Sweet! Now there is still an unsigthly tail towards very large values. We are going to apply range compression to get rid of it.

In [None]:
# a common approach for range compression is to apply arcsinh to suppress the
# high amplitude values
for i,b in enumerate(['g', 'r', 'i', 'z', 'y']):
  plt.hist(np.arcsinh(cutouts[...,i].flatten()/scaling[i]/3),100,
           label=b, alpha=0.5);
plt.legend()
plt.yscale('log')

![Perfection](https://i.kym-cdn.com/entries/icons/original/000/022/900/704.jpg)

In [None]:
# we can have a look at individual postage stamps with or without this scaling
subplot(121)
imshow(cutouts[0,:,:,1]/scaling[1])
title('Before')
subplot(122)
imshow(np.arcsinh(cutouts[0,:,:,1]/scaling[1]/3))
title('After');

In [None]:
# Let's just check the specz values
plt.hist(specz,100);
# Should be ok

Now that we have defined a scaling for the data that should be appropriate, we can build a scaling function and apply it to the dataset:

In [16]:
# Using a mapping function to apply preprocessing to our data
def preprocessing(example):
  def range_compression(img):
    return tf.math.asinh(img / tf.constant(scaling) / 3. )
  # Our preprocessing function only returns the postage stamps, and the specz
  return range_compression(example['image']), example['attrs']['specz_redshift']

In [17]:
dset = train_dset.map(preprocessing)

In [18]:
# Let's draw some examples from this now
cutouts=[]
specz = []
for (batch, entry) in enumerate(dset.take(1000)):
  specz.append(entry[1])
  cutouts.append(entry[0])

cutouts = np.stack(cutouts)
specz = np.stack(specz)

In [None]:
for i,b in enumerate(['g', 'r', 'i', 'z', 'y']):
  plt.hist(cutouts[...,i].flatten(),100, label=b,alpha=0.5, range=[-1,6]);
plt.legend()

In [None]:
plt.figure(figsize=(15,3))
for i,b in enumerate(['g', 'r', 'i', 'z', 'y']):
  plt.subplot(1,5,i+1)
  plt.imshow(cutouts[0,:,:,i],vmin=-1,vmax=6)
  plt.title(b)
  plt.axis('off')

plt.figure(figsize=(15,3))
for i,b in enumerate(['g', 'r', 'i', 'z', 'y']):
  plt.subplot(1,5,i+1)
  plt.imshow(cutouts[1,:,:,i],vmin=-1,vmax=6)
  plt.title(b)
  plt.axis('off')

Sweeeeeet

### Create the input pipeline

Now that we know how to preprocess the data, we can build the input pipeline. Below is a function that creates a Dataset object from the tfrecords files, decode them, applies preprocessing, shuffles the dataset, and create batches of data. Finally the function returns the dataset, that Keras models can directly ingest.

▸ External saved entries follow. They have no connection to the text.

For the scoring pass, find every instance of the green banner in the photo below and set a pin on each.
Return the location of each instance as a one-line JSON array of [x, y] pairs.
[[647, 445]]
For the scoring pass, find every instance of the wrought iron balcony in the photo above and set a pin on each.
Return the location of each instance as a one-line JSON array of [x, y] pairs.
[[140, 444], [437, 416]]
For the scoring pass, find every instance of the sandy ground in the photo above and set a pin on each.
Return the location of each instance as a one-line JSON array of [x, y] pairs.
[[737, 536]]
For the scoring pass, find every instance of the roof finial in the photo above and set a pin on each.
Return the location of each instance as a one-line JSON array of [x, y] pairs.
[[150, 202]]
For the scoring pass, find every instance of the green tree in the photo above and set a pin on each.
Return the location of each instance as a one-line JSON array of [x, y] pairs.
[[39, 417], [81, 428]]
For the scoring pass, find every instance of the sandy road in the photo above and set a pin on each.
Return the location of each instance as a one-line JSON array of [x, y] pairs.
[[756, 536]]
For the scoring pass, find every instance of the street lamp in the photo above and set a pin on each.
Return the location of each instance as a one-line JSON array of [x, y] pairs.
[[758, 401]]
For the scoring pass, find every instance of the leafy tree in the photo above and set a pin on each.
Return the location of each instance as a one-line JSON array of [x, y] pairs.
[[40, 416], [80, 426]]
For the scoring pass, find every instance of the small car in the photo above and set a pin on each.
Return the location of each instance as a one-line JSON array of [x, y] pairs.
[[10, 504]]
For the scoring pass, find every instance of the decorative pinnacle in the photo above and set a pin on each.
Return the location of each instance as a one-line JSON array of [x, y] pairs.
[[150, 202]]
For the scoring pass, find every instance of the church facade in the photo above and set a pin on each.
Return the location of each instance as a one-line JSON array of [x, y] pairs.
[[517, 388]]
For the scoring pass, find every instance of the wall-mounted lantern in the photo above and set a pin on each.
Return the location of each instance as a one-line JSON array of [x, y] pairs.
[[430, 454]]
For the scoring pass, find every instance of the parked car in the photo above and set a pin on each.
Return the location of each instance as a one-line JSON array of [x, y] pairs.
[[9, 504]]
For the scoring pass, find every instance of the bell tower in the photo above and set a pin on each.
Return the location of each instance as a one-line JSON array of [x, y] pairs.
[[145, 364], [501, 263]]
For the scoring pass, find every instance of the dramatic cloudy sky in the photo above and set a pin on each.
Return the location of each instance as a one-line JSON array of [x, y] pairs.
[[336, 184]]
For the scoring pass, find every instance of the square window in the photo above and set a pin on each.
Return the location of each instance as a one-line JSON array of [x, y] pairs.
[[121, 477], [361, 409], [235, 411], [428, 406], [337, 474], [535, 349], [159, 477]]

More information about tf.data.dataset API can be found here: 

https://www.tensorflow.org/guide/datasets


In [21]:
# Using a mapping function to apply preprocessing to our data
def preprocessing(example):
  img = tf.math.asinh(example['image'] / tf.constant(scaling) / 3. )
  return img, example['attrs']['specz_redshift']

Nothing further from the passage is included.